- Born: 10 December 1960 (age 64) Carlisle, Cumberland, England, UK
- Spouse: Samantha Leach

= Keith Jayne =

British actor (born 1960)

Keith Jayne (born 10 December 1960) is a British actor, known for playing the title role in the 1981 television adaptation Stig of the Dump.

A slow growth rate, due to a pituitary gland problem, made Keith a target of bullies at grammar school, To escape them, he enrolled with the Barbara Speake Stage School.

Early roles were in Rumpole of the Bailey, Angels and a variety of Children's Film Foundation productions, including Robin Hood Junior (1975), The Glitterball (1977) and Sammy's Super T-Shirt (1978).
In 1974, Keith appeared as Wilfred Schoenfeld in an episode of Upstairs, Downstairs, entitled "The Beastly Hun". In 1975, he played Mick in Survivors.

However, his big break happened in 1979 when he was cast as Tom Arnold, a cabin boy, in The Onedin Line.

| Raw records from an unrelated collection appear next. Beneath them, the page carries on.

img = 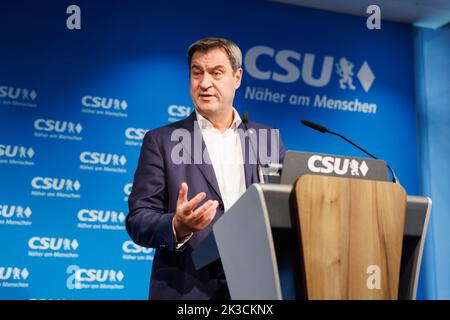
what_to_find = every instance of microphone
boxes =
[301,120,399,183]
[242,111,266,184]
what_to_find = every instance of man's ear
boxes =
[234,68,243,90]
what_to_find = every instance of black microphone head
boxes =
[302,120,328,133]
[242,111,248,124]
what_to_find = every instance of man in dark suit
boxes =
[126,38,284,299]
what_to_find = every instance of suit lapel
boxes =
[180,111,222,200]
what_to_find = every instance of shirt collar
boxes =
[195,107,242,130]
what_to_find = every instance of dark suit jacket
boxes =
[126,112,285,299]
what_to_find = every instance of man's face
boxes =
[190,48,242,117]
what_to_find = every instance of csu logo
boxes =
[0,144,34,159]
[34,119,83,134]
[0,204,32,218]
[28,237,78,251]
[0,86,37,101]
[125,128,148,140]
[31,177,81,191]
[0,267,30,281]
[81,96,128,110]
[244,46,375,92]
[122,240,154,254]
[167,104,192,118]
[78,209,125,223]
[80,151,127,166]
[66,265,125,290]
[308,155,369,176]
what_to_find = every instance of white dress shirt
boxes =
[172,108,245,249]
[195,108,245,211]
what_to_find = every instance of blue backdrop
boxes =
[0,1,420,299]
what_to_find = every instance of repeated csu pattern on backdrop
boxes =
[0,1,417,299]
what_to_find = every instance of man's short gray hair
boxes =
[188,38,242,73]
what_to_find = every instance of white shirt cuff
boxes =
[172,220,194,250]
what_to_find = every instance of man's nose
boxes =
[200,72,212,90]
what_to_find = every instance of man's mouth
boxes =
[200,93,216,100]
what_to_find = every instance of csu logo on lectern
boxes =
[308,155,369,176]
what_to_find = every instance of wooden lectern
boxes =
[193,153,431,300]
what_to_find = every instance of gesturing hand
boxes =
[173,182,219,238]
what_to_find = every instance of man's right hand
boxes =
[173,182,219,239]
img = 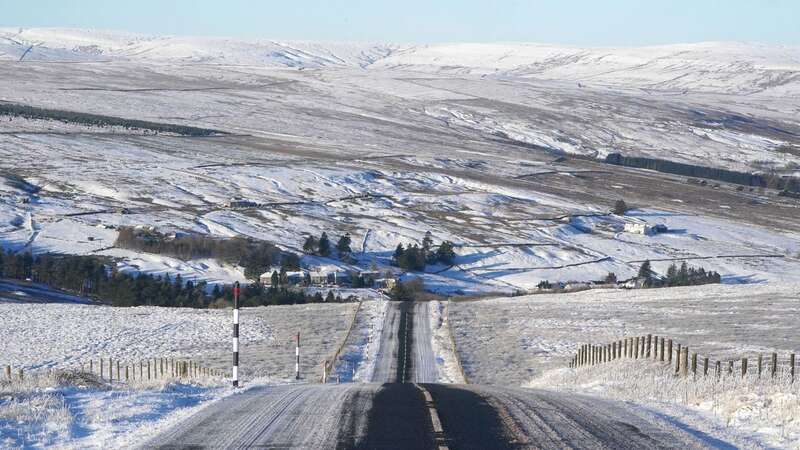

This was followed by the lead role in Thames Television’s, BAFTA award nominated, adaptation of Stig of the Dump - which 'is probably the part I am most remembered for'.

Keith went on to play 'Boxer Reed' in all 54 episodes of Central TV's kid's drama, Murphy's Mob. His appearance as Will Chandler - 'one of the most convincing and memorable companions The Doctor never had' – in Doctor Who serial The Awakening, led producer John Nathan-Turner to briefly consider making Keith a series regular.

Typecasting (often as a yokel) persuaded Keith to study for a certificate in Finance and Investment. This coincided with a dark period his life, when his earlier health problems came back to haunt him. 'As a result of the growth hormone treatment I received as a child, I received a letter from the NHS saying I may have contracted CJD.'

Keith's high-profile saw him interviewed on ITN, a broadcast that curtailed his acting career. 'The fact that it was reported that I was dying did not help me get any further work as no casting director is going to employ you if there is a chance you will keel over before episode two.'

Beginning in the late 1980s, he ran a financial services business.

In 2009 he appeared as a guest in the 'Blast From The Past' section of The Justin Lee Collins Show.